I find myself at a point of major transition. The way I have supported myself for over a decade is about to change dramatically. I’ll be the first one to admit, my faith is being tested and my calling, questioned. First, let me state that I have no doubt I am called to be a minister of the Gospel. I also have no question that I am called to help the Church of Jesus Christ to embrace creativity and empower the people to use their creative gifts to serve the Lord, both in the Church and in the marketplace. I do not waver on either of these things. The question is in how does that manifest?
Should I attempt to do this while pastoring a local church while continuing to minister in other churches as the schedule allows? Should I press harder into being an itinerant minister, doing AMOKArts full time? Is the answer somewhere in the middle, or something completely different? I don’t know and not knowing can be tough. What do you do when you find yourself knowing God can and living with the uncertainty of what He will do?
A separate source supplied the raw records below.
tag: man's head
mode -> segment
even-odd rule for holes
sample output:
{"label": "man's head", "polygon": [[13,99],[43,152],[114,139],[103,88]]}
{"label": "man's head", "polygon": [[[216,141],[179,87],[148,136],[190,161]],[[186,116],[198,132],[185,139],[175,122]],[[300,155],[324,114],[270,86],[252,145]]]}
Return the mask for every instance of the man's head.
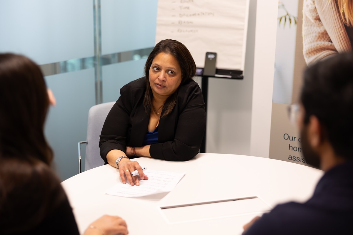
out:
{"label": "man's head", "polygon": [[330,146],[333,156],[353,159],[353,54],[339,54],[309,67],[300,101],[299,128],[308,163],[318,166],[318,158],[328,153],[323,144]]}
The thing I know is to trust. Even though I don’t know what He will do or the direction He will take, what I do know is He is good and He has me in His hand. Secondly, while I don’t know the whole journey, I can see enough to take the next step and try to be faithful with every opportunity.
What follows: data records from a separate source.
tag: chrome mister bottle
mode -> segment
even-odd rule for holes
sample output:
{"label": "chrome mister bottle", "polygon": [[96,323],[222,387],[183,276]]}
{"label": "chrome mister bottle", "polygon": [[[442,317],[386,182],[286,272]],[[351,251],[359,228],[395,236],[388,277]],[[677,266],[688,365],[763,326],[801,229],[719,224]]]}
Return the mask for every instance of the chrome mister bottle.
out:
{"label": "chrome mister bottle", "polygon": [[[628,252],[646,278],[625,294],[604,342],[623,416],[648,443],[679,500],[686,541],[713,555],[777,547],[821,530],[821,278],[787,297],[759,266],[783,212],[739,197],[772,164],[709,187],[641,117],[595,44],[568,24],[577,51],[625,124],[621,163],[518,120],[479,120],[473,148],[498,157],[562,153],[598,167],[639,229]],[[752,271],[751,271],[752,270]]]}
The big struggle for me rests in what to do. I desperately want to stay in the center of God’s will and not make a reactive move that sets me back in the journey. I want to keep moving forward in faith. My prayer is that God will open the right doors and that I will walk through them in faith. I also pray He will close, lock and bar the wrong ones (because I can be bullheaded). In those moments when faith is weak, I want to press in and draw close to Him, not do what I instinctively tend to do, which is try to take control of the situation. I don’t want to be that double minded guy tossed back and forth by the waves, but my confession is that guy is closer than I’d like to admit sometimes.
I know I can’t be the only one who experiences life like this. I’d appreciate your prayers and know that you are in mine.